Skull Caps and Genomes | The Loom

neanderthal 440The skull cap is thick and flat. It looks distinctively human, and yet its massive brow ridge, hanging over the eyes like a boney pair of goggles, is impossible to ignore. In 1857, an anatomist named Hermann Schaafhausen stared at the skull cap in his laboratory at the University of Bonn and tried to make sense of it. Quarry workers had found it the year before in a cave in a valley called Neander. A schoolteacher had saved the skull cap, along with a few other bones, from destruction and brought it to Schaafhausen to examine. And now Schaafhausen had to make the call. Was it human? Or was it some human-like ape?

Schaafhausen did not have much help to fall back on. At the time, archaeologists had only found faint hints that humans had coexisted with fossil animals, such as spears buried in caves near the bones of hyenas. Charles Darwin was still two years away from publishing the Origin of Species and providing a theory to make sense of human evolution. Naturalists tended to look at humanity as a collection of races arranged in a rank from savagery to civilization. The most savage races barely ranked above apes, while the naturalists themselves, of course, belonged to the race at the top of the ladder. When anatomists looked at human bodies, they found what they thought was a validation of this hierarchy: differences in the size of skulls, the slopes of brows, the width of noses. Yet all their attempts to neatly sort humanity were bedeviled by the tremendous variation in our species. Within a single so-called race, people varied in color, height, facial features–even in their brow ridges. Schaafhausen knew, for example, about a skull dug up from an ancient grave in Germany that “resembled that of a Negro,” as he later wrote.

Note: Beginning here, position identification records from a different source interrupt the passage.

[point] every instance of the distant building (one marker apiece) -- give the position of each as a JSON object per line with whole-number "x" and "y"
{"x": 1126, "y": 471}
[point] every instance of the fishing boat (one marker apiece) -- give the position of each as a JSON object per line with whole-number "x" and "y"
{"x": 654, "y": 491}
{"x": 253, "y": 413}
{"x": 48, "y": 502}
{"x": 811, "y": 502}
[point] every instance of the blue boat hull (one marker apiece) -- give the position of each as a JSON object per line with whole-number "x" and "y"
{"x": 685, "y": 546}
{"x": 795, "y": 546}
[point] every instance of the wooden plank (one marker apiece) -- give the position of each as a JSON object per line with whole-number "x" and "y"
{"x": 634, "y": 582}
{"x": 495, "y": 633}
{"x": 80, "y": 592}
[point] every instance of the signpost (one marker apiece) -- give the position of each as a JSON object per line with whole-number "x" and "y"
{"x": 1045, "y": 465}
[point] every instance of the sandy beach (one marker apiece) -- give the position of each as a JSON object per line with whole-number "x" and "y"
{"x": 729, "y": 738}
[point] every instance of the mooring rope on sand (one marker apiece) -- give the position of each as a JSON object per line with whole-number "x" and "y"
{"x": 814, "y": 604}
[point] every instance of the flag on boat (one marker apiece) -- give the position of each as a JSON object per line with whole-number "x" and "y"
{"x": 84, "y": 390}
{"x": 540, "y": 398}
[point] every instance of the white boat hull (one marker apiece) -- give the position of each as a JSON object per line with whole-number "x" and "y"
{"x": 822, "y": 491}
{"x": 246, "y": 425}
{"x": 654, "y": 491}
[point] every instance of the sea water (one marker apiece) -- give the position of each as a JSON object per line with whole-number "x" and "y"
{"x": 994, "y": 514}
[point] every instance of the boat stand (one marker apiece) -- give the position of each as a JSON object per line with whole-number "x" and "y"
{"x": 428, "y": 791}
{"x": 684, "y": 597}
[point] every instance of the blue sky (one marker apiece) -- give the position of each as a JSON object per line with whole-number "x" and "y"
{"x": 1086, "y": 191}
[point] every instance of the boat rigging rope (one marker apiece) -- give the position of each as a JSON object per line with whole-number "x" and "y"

To make sense of the “Neanderthal cranium,” as he called it, Schaafhausen tried to fit it into this confusing landscape of human variation. As peculiar as the bone was, he decided it must belong to a human. It was very much unlike the cranium of living Europeans, but Schaafhausen speculated that it belonged to an ancient forerunner. Yet for naturalists of Schaafhausen’s age, such a heavy brow ridge implied not the advanced refinement of European civilization, but wild savagery.

Well, Schaafhausen thought, Europeans were pretty savage back in the day. “Even of the Germans,” Schaafhausen wrote in his report on the Neanderthal cranium, “Caesar remarks that the Roman soldiers were unable to withstand their aspect and the flashing of their eyes, and that a sudden panic seized his army.” Schaafhausen found many other passages in classical history that suggested to him a pracitically monstrous past for Europe. “The Irish were voracious cannibals, and considered it praiseworthy to eat the bodies of their parents,” he wrote. Even in the 1200s, ancient tribes in Scandinavia still lived in the mountains and forests, wearing animal skins, “uttering sounds more like the cries of wild beasts than human speech.”

Surely this heavy-browed Neanderthal would have fit right in.

Some 150 years later, pieces of that original Neanderthal cranium now sit in another laboratory in Leipzig, just 230 miles away from Schaafhausen’s lab. Instead of calipers, it is filled with a different set of measuring tools: ones that can read out sequences of DNA that have been hiding in Neanderthal fossils for 50,000 years or more. And today a team of scientists based at the Max Planck Institute of Evolutionary Anthropology published a rough draft of the entire Neanderthal genome.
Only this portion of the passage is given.